Some want to see one of the last surviving pieces of Hitler's former power hub in central Berlin be replaced by apartments and offices. City officials want to demolish a Nazi-era bunker that sits on a vacant lot where the New Reich Chancellery once stood, arguing that new housing outweighs preserving a structure that could attract extremist sympathizers. Preservationists are pushing back, reports the BBC.
Dietmar Arnold of the Berlin Underworlds Association—amateur historians "who run highly successful tours of other wartime bunkers in the city," per the Spectator— calls demolition "absolute madness," describing the bunker as one of the final physical traces of the Nazi leadership's headquarters and a key site for understanding the regime's end. He proposes turning it into a museum and memorial in cooperation with the Holocaust Museum, saying too much of both Nazi and Communist-era history has already been erased.

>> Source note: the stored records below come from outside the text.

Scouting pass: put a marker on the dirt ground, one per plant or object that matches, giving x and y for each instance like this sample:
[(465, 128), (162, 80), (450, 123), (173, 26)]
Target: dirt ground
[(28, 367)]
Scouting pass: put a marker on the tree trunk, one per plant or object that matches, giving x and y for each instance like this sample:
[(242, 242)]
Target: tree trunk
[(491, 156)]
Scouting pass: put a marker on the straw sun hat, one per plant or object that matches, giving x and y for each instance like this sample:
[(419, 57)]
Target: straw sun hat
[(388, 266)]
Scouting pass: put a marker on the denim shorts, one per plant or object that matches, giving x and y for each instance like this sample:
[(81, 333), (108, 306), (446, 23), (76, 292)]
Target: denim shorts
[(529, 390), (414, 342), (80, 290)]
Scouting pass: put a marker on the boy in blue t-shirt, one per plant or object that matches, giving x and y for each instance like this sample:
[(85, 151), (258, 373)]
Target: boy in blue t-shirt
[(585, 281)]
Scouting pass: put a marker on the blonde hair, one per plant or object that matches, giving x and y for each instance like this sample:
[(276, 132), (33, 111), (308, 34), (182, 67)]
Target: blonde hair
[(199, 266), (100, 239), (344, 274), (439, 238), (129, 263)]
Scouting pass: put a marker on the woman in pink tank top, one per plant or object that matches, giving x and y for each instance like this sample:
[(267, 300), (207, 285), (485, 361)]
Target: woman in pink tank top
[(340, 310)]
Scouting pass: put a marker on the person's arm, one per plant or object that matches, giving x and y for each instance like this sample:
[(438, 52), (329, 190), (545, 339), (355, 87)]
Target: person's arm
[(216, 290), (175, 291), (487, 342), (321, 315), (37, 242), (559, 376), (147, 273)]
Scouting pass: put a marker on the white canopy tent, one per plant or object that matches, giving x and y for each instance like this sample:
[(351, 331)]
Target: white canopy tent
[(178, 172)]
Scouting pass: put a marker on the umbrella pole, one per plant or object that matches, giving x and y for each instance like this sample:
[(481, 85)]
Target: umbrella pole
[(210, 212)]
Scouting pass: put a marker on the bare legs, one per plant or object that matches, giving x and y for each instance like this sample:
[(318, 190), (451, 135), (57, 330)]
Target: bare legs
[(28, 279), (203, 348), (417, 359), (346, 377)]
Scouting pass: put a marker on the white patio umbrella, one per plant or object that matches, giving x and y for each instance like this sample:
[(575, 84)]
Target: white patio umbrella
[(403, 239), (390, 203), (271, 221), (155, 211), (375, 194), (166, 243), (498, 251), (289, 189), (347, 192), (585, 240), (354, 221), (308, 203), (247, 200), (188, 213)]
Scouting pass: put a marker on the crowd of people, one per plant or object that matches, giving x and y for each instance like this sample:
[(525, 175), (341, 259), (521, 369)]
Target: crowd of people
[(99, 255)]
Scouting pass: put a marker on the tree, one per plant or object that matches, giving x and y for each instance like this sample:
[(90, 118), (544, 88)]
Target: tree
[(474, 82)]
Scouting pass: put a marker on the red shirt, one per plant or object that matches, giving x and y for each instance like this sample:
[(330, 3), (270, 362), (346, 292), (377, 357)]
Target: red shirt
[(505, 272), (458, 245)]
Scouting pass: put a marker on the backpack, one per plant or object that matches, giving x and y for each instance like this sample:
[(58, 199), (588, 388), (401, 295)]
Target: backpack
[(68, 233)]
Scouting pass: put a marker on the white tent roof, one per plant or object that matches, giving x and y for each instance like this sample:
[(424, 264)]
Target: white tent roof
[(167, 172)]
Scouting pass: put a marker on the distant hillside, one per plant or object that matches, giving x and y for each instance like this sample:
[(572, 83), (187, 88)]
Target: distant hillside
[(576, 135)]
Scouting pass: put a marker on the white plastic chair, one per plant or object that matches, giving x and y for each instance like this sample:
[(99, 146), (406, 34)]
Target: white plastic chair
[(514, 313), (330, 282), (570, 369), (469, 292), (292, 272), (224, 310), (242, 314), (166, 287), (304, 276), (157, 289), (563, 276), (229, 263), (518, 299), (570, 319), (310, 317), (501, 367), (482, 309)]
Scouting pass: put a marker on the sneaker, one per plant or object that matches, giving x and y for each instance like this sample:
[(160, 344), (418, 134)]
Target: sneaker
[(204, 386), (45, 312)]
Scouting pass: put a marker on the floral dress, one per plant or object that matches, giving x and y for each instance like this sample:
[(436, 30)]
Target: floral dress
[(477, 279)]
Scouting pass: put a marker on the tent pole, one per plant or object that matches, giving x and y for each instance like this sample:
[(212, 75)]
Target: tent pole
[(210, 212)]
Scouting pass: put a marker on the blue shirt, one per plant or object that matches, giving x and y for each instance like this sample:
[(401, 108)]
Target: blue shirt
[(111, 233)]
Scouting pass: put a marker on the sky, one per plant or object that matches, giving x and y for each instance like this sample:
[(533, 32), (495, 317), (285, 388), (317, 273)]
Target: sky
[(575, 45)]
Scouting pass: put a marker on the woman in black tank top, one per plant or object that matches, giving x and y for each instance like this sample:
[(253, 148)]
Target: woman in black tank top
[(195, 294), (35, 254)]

The bunker, which housed the Reich Chancellery staff, has 5.5-foot-thick concrete walls that Arnold suggests could support new construction above. The Jerusalem Post reports the bunker's entrance "is hidden beneath a mound on an empty lot in a prime area" of the city. Berlin's State Monuments Council has also voiced concern about the plans. The Post notes this bunker is separate from the Führerbunker in which Hitler committed suicide; that sat about 325 feet away.